Wednesday Edition: Ian Baguskas
Filed Under: artist newsletter On: January 20, 2010 posted by: youngna
Rincon Artificial Island and Pipeline, Ventura, California by Ian Baguskas
Good morning collectors! It's Sara today, subbing for Jen as she hits the ground running in San Francisco. I'll jump right in to introduce today's edition, Rincon Artificial Island and Pipeline, Ventura, California by Ian Baguskas—it's seriously stunning. One of the larger works in Jen Bekman Gallery's winter exhibition Mixtape, Rincon was regularly cause for lingering.

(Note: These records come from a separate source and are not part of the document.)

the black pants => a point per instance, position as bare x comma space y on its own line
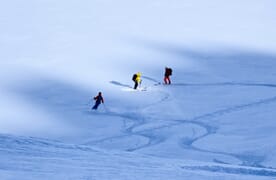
96, 105
135, 85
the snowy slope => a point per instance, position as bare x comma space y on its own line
216, 121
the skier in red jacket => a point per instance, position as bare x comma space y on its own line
168, 73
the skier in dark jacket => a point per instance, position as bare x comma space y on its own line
137, 79
168, 73
99, 99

Ian photographed the island as part of his series, Sweet Water, which was exhibited for his NYC solo debut at the JBG back in 2008. For Sweet Water, Ian ventured west, lugging his 4x5 and 6x7 film cameras, as many photographers and explorers have done. But Ian's adventure was informed by a desire to seek out communities created where the resources—most notably water—needed to support them were in scarce supply. He found failed efforts to defy reason and defeat nature—utopias turned anthropological relics—and the now-closed Rincon Island among them.
The resulting images reveal a reverence for space and light and an ability to transform both onto the two-dimensional plane. It's a breathtaking experience to be face to face with the buttery expanse of sea and sky Ian has photographed. It's likewise unsettling; the image is deceptive in its beauty. As Ian notes in his statement, the palm trees and hazy calm disguise an eroding outpost for the extraction and transportation of crude oil.

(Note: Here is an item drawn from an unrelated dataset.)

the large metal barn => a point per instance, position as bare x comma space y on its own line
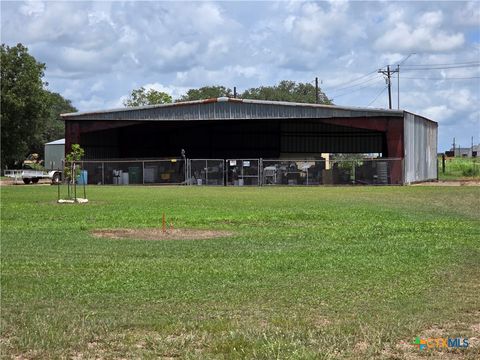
241, 142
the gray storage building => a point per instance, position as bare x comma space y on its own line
54, 154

Rincon is a fitting companion to Robert Adams' Burning Oil Sludge North of Denver, Colorado. Adams hails from the New Topographics' generation of photographers that preceded Ian. Like Ian, Adams spends his time studying the West and its evidence of us. Their images seem to plainly say: look what we've done. They revel in simplicity and that unsettling sense of beauty. What have we done? It's not totally clear that we've acted for the better or for the worse, or at least, where exactly along the way things went awry in our attempts to settle and tame nature. Nor does either photographer suggest solutions or resolutions to undo what's been done. They do provide us with a platform for consideration, to openly look and think, daydream and draw conclusions. As Adams wrote, "The job of the photographer, in my view, is not to catalogue indisputable fact but to try to be coherent about intuition and hope."